Ferguson recommended getting two cans of bear spray and using one as a tester to see how it feels to be around that concentrated amount of pepper. He said practice, in this sense, really makes perfect.

“The thing about bear spray is a lot of people, in my experience,  carry it and carry it thinking, ‘here’s how you take the safety tab off. This will be great if I ever need it,'” Ferguson said. “If I apply that same logic to a gun, I’m probably not going to prevail in an encounter where I need a gun.”

Now, it’s my turn to give it a shot. I get coached by Joe Serio, a biological technician with the forest service.

“You’re really going to want to try and use the pepper spray at the best opportunity you can,” Serio said. “You have it out, you have it ready to go in case the bear does charge.”

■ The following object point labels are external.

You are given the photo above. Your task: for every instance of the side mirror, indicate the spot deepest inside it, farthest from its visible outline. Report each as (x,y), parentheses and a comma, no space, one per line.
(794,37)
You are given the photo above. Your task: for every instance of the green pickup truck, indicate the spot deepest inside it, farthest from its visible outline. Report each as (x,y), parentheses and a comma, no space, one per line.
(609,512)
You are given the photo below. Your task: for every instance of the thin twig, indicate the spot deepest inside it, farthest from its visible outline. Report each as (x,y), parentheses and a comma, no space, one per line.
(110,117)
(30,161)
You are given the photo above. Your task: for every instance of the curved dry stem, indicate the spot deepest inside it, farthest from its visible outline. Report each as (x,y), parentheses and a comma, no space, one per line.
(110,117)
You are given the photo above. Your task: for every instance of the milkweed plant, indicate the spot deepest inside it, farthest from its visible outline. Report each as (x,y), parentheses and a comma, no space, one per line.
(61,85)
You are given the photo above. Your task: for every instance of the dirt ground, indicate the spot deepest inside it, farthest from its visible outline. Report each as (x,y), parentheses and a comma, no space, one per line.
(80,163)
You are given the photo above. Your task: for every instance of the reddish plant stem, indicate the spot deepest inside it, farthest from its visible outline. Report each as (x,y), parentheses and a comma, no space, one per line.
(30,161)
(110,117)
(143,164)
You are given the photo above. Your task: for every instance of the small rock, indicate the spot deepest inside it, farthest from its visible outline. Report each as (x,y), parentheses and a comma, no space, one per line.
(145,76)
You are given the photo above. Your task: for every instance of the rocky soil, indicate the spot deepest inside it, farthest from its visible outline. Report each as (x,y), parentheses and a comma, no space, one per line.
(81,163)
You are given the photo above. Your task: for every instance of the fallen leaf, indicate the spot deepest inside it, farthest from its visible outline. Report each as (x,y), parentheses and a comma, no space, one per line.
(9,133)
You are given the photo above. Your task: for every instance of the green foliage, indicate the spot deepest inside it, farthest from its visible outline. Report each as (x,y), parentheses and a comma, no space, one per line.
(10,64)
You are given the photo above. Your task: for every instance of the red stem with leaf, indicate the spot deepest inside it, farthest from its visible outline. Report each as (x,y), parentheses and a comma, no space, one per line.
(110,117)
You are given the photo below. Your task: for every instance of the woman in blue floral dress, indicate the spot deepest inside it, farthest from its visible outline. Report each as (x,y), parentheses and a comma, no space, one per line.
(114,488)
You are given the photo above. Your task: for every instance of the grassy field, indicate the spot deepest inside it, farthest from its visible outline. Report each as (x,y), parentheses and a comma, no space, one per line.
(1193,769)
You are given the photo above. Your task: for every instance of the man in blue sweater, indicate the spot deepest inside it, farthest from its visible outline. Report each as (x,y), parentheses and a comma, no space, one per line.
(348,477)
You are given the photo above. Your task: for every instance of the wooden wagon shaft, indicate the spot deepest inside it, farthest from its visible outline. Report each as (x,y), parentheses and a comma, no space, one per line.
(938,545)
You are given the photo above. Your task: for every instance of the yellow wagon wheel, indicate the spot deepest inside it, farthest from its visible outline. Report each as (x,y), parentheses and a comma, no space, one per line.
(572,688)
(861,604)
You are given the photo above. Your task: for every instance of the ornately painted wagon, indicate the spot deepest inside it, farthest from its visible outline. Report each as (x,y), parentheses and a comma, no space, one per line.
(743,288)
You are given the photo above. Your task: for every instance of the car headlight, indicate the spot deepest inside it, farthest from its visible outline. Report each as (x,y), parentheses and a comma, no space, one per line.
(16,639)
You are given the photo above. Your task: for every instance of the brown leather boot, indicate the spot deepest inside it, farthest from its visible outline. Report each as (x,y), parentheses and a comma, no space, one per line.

He’d had to use bear spray out in the field before and it worked.  A few years ago, he was working at a sockeye weir on Redoubt Lake, south of Sitka.

“We nicknamed this particular bear Sly we’d been seeing her for a few years we called her Sly because she was real sneaky,” Serio said. “One day we had our heads down and she showed up behind the weir. We decided deploying the pepper spray she ended up moving away from us.”

He said the bear spray kept them safe and saved the bear’s life. While pepper spray is an effective tool against aggressive bears, Ferguson says people should still be aware. If you come across a bear on a trail make your presence known– wave your arms, make noise. Never run from a bear but slowly try to back out of the area.